Dans le premier épisode de votre série, plusieurs Cap-verdien et
Cap-verdienne expliquent qu'ils utilisent les plantes médicinales
par nécessité : ils n'ont pas les moyens d'aller en ville pour
consulter un médecin et s'acheter des médicaments. Pensez-tu que
la situation de crise économique dans laquelle nous avançons va
produire un passage vers des pratiques de soin plus autonomes ?
La
situation en France et au Cap-Vert est complètement opposée. À
Santo Antao, la médecine occidentale coûte très cher, et les
plantes, cueillies localement et utilisées en tisane, inhalation ou
en bain, constituent des remèdes gratuits et à portée de main. À
l'inverse, en France, les médicaments pharmaceutiques sont les plus
accessibles, et la phytothérapie est surtout connue sous forme
d'huiles essentielles, généralement très coûteuse. Les plantes
sont peu utilisées en France car elles n'ont aucune place dans notre
système de santé, contrairement à la plupart des autres pays
européens. Elles ne sont pas remboursées, les médecins ne sont pas
formés en phytothérapie, les herbalistes ont interdiction de parler
de leurs vertus thérapeutiques et les recherches académiques sont
très difficilement financées et publiées.
Je
crois que nous sommes arrivées dans une situation de dépossession
et d'aliénation très forte dans tous les domaines, de
l'alimentation à l'énergie, en passant par les transports et
bien-sûr la santé (l'ouvrage Némésis médicaled'Ivan Illich est excellent à ce sujet). Je ne sais pas quel impact
aura la « crise économique » sur l'usage des plantes, mais je
pense que les multiples instabilités que nous réserve le futur et
le plaisir que procure le fait de cueillir ses propres remèdes vont
pousser les gens à se tourner massivement vers des modes de soin
plus autonomes.
Dans
le documentaire vous faîtes intervenir des naturopathes et des
herboristes français.e.s. Ils et elles présentent des approches
holistiques de la santé : on ne soigne jamais qu'un symptôme,
l'idée étant plutôt de « remettre la maladie dans son contexte »
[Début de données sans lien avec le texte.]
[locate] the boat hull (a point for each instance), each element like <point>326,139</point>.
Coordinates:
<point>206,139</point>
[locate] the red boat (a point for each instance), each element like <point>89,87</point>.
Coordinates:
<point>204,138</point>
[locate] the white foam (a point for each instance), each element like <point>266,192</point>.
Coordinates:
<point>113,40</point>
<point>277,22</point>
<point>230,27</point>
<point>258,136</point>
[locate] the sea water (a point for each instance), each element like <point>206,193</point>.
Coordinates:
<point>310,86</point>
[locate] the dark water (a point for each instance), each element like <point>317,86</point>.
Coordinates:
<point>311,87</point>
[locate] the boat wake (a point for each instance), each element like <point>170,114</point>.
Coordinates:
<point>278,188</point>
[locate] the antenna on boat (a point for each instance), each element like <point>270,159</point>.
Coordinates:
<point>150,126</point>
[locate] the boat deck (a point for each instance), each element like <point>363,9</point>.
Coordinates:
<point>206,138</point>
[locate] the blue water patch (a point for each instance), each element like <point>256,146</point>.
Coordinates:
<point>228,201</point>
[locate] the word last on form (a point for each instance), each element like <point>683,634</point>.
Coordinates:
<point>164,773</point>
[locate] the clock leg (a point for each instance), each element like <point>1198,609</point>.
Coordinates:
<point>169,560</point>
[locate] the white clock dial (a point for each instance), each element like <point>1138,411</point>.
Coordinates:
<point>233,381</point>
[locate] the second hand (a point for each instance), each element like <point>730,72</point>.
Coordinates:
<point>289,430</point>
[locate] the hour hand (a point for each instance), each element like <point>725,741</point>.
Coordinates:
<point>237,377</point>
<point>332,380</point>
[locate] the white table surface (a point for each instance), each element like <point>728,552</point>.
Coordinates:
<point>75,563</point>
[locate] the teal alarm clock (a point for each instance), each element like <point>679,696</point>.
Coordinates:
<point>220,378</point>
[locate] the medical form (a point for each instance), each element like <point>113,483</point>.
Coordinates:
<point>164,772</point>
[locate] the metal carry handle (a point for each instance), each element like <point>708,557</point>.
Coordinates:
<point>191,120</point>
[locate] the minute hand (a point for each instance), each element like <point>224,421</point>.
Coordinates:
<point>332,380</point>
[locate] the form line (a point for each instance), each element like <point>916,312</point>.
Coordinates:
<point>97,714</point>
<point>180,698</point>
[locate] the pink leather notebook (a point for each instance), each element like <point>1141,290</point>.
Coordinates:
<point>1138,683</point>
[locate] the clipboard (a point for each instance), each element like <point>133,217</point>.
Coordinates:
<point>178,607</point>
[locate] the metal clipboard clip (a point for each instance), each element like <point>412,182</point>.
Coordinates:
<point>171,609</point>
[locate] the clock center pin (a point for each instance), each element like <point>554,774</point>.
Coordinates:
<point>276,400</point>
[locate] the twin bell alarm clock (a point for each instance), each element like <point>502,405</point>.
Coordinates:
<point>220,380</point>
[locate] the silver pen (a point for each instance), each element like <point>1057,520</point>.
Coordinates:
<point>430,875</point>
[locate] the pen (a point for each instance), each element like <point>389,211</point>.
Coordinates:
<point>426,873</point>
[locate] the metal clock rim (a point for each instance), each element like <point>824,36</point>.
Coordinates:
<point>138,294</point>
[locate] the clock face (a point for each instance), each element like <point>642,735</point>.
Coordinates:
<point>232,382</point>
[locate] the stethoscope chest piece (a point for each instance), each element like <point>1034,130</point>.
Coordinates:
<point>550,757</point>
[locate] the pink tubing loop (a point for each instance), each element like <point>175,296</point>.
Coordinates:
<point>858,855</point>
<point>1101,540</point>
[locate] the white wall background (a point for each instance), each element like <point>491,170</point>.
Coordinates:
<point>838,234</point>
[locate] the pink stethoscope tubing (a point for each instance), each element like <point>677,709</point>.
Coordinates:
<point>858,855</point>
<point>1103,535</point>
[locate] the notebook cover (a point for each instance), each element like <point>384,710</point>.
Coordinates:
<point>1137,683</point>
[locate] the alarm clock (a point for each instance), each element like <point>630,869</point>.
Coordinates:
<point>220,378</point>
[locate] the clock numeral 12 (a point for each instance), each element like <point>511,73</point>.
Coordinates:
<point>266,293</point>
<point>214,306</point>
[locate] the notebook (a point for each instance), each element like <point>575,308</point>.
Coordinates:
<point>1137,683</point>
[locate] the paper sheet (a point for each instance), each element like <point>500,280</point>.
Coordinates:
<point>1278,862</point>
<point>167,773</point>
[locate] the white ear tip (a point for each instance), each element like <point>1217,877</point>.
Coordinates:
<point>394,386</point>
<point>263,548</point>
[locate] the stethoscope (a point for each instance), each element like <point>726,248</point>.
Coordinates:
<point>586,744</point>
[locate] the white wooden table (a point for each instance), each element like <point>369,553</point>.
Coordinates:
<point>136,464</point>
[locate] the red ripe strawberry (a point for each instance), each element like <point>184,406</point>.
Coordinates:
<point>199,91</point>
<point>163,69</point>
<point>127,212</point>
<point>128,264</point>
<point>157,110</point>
pour reprendre les mots d'Ingrid Quenivet, ancienne infirmière
devenue herboriste. Cette vision est partagée par le médecin cap
verdien. On aurait du mal à trouver cette approche au sein de la
médecine dite « conventionnelle » ?
Cette
approche holistique est à mes yeux le grand manque de notre système
médical « conventionnel ». Dans notre médecine moderne, on traite
le symptôme, c'est une approche « symptomatique ». Une personne
ressent un mal de ventre ? On lui donne tel médicament. Dans les
médecines traditionnelles cap-verdiennes et occidentales (ce qu'on
appelle aujourd'hui la « naturopathie »), on va non seulement
mettre fin aux symptômes, mais également s'intéresser à la cause
: «
Est-ce que la personne n'est pas stressée ? »Dans
ce cas, on peut chercher à atténuer la source du stress et à
relaxer la personne par des méthodes naturelles. Sans cela, le
problème risque de se reproduire. La France est particulièrement
fermée sur ce sujet. Les pratiques naturelles et holistiques sont
reconnues dans de nombreux pays, comme en Allemagne où les
praticiens de santé (l'équivalent des naturopathes en France)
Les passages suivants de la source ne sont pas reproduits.